6. Meditate regularly especially for self-compassion until it comes easily for you
Self-compassion at times can feel unattainable. It may not come as naturally because of our previous conditioning. When that is true, I invite you to practice meditation for self-compassion. With practice, you will start to notice that the inner critic is not that loud and we judge ourselves less. We make room for kindness to ourselves and to others.
Below is a script for meditating on self-compassion. It has steps to let in compassion and care for another person. Sometimes, we can only access our basic goodness through others, and visualizing someone who can bring you into safety during these times can help as we practice self-compassion.
Take a moment to find a comfortable posture that is both alive and relaxed. You can close your eyes if you’d like, or keep them open with an inward gaze to move your focus within.
Notice how the body is feeling at this moment. Just simply allow awareness into the body. How does your body feel right now?
Think of a challenge that is arising. Start the practice with something that is medium in intensity. On a scale of 1-10 in intensity, it is under 7.
As you visualize the challenge, feel it come alive. How does it feel? What sensations do you experience? What parts of the body tighten up and feel tense? Just notice what’s here. You don’t have to think about the body, but try to really feel any sensations or vibrations.
Meet yourself with a compassionate heart. Recognize that you are not alone. You may say silently: "I am not alone. Other people experience this. This is how it feels when other people experience this."
Offer yourself some compassionate phrases. You can repeat them silently, each phrase a few times. Here are some phrases to choose from. You can also create your own.
May I be kind to myself
May I be compassionate to myself
May I accept myself the way I am
May I be patient
May I forgive myself
7. If bringing yourself these phrases feels difficult, bring to mind the face of someone who helps you to feel compassion and love towards yourself.
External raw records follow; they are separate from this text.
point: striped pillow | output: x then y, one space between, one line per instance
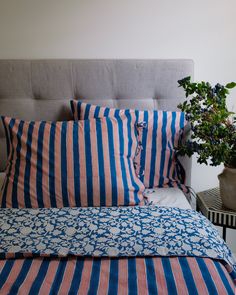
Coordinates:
67 164
157 165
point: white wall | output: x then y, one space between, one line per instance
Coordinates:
202 30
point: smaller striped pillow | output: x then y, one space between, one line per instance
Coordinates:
157 164
67 164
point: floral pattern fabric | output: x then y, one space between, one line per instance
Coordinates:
111 231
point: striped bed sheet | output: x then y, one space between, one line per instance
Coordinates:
157 275
112 250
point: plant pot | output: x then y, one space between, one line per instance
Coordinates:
227 181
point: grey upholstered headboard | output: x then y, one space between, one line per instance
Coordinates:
41 89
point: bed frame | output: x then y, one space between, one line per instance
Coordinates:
41 89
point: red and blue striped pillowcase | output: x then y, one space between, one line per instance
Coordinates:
66 164
156 163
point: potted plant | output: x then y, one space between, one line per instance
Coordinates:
213 132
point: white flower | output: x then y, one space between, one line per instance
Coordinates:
114 230
89 248
26 230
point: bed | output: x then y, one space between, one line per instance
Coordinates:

It might be your grandmother or a teacher, your pet, or your dearest friend, someone living, or someone from the past . It may be something in nature or a spiritual figure. Whoever appears, try to sense that they perceive your vulnerability and can bring safety to you at this time. Feel that they are with you and sending you the message. “I am here with you …I care about you.”
You can hear them expressing compassion towards you.
May you be kind to yourself
May you be compassionate to yourself
May you accept myself the way you are
May you be patient
May you forgive yourself
Allow yourself to sit in silence as you absorb these phrases. Let your body relax into them and feel nurtured and nourished. May there be spaciousness and a sense of ease. Begin to move your hands and feet. Open your eyes now if they are closed. Reconnect to your surroundings through different senses as you increase external awareness.
Like any other skill, it is through experimentation and practice that we learn. Try different practices, see what fits better, and then practice more until it becomes you.